The question for South Asia is no longer whether constitutions can be changed. It is whether they can still protect the very values they were written to defend.
Each country’s story is unique. Yet the pattern is unmistakable: the region is witnessing an increased willingness to touch the constitution itself in order to reshape the judiciary.
Nowhere is the trend more pronounced than in Pakistan. In 2024 and 2025, Pakistan passed its 26th and 27th Constitutional Amendments, which together represent one of the most extensive judicial restructurings in the country’s history.
These changes have done more than simply adjust legal procedures. They have altered the very architecture of judicial power. The amendments change the composition of the body responsible for appointing judges, allowing the government and parliament to play a much larger role in deciding who becomes a judge. This marks a significant departure from the idea that the judiciary should be primarily self-regulating in order to preserve independence.

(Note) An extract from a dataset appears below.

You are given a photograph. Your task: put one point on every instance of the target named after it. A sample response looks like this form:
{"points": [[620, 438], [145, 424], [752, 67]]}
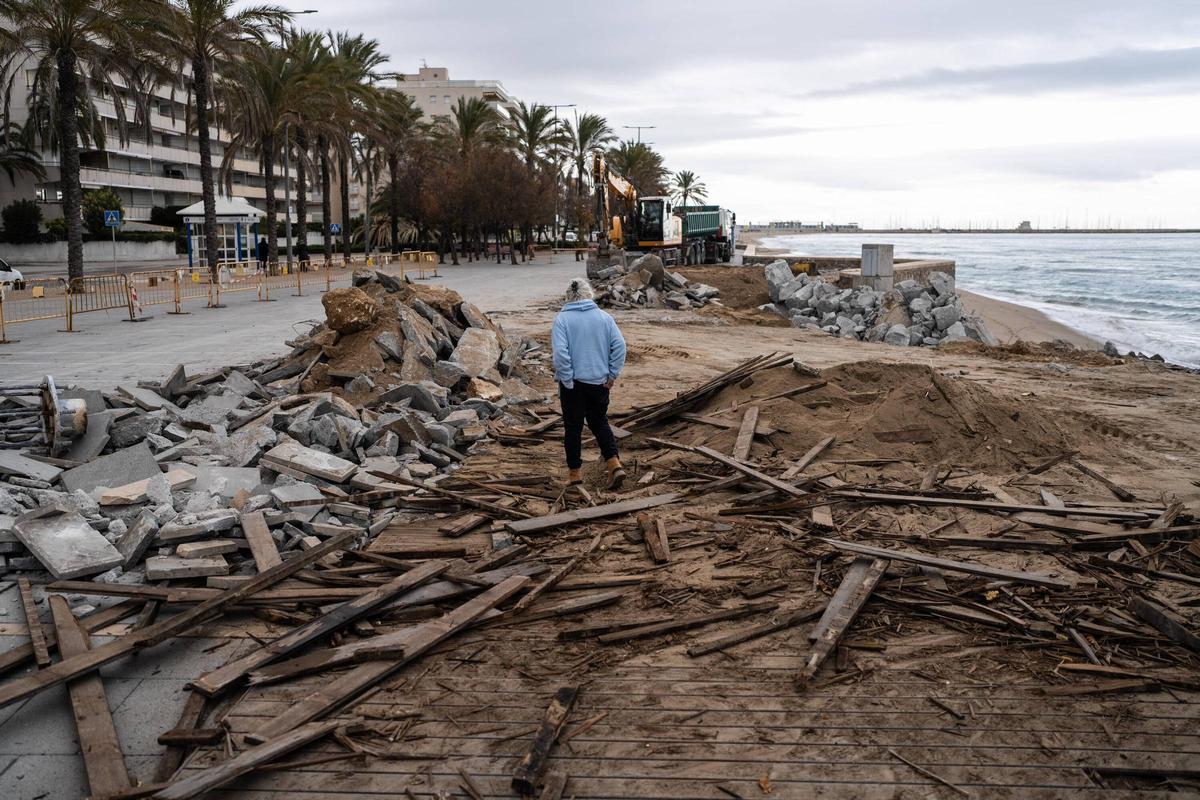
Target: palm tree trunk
{"points": [[208, 188], [325, 203], [273, 242], [301, 194], [343, 174], [69, 170], [394, 200]]}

The amendments also introduce a new Federal Constitutional Court, which takes over many of the functions previously performed by the Supreme Court of Pakistan, especially in constitutional and fundamental rights matters. Creating a new institution for such an important role is not just a technical reform. It redefines where ultimate constitutional authority resides.
In addition, the changes increase administrative control over judges, including the possibility of transferring them across provinces or between courts. In legal systems around the world, such powers have often been used to reward compliance or punish disobedience, even when done subtly and legally.
All of this is happening not through martial law or suspension of the constitution, but through the constitution itself. That is precisely what makes authoritarian legalism so difficult to confront. Everything is technically legal. The procedures are followed. The votes are counted. The documents are stamped. And yet the effect is to hollow out the very institutions designed to limit power.
Judiciaries are not perfect. Courts often move slowly, sometimes make poor decisions, and can be disconnected from public life. But in a constitutional system, they play one vital role: they stand between the citizen and unchecked power.
When courts are weakened, politicized, or structurally subordinated to government authority, ordinary people lose one of their last lines of defense. Constitutional rights still appear in books, but there is no independent institution truly capable of enforcing them.
Authoritarian legalism is especially dangerous because it normalizes institutional damage. There are no dramatic moments or sudden collapses. Only a series of amendments, reform bills, new commissions, new courts and new rules, each one justified as progress, each one
reducing independence just a little more. Over time, what was once unthinkable becomes constitutional.
South Asia is not alone in this struggle. Similar processes have taken place in other parts of the world as well. But what makes South Asia distinct is both its size and its symbolism. This is a region that produced some of the world’s most ambitious constitutions and some of the most powerful judicial visions of rights and freedoms.
Today, those constitutional promises are being edited line by line.
If authoritarianism once arrived wearing military boots, it now arrives holding a legal brief and quoting constitutional clauses. That transformation should concern not only lawyers and judges, but every citizen who believes that power should have limits, even when those limits are rewritten.
The question for South Asia is no longer whether constitutions can be changed. It is whether they can still protect the very values they were written to defend.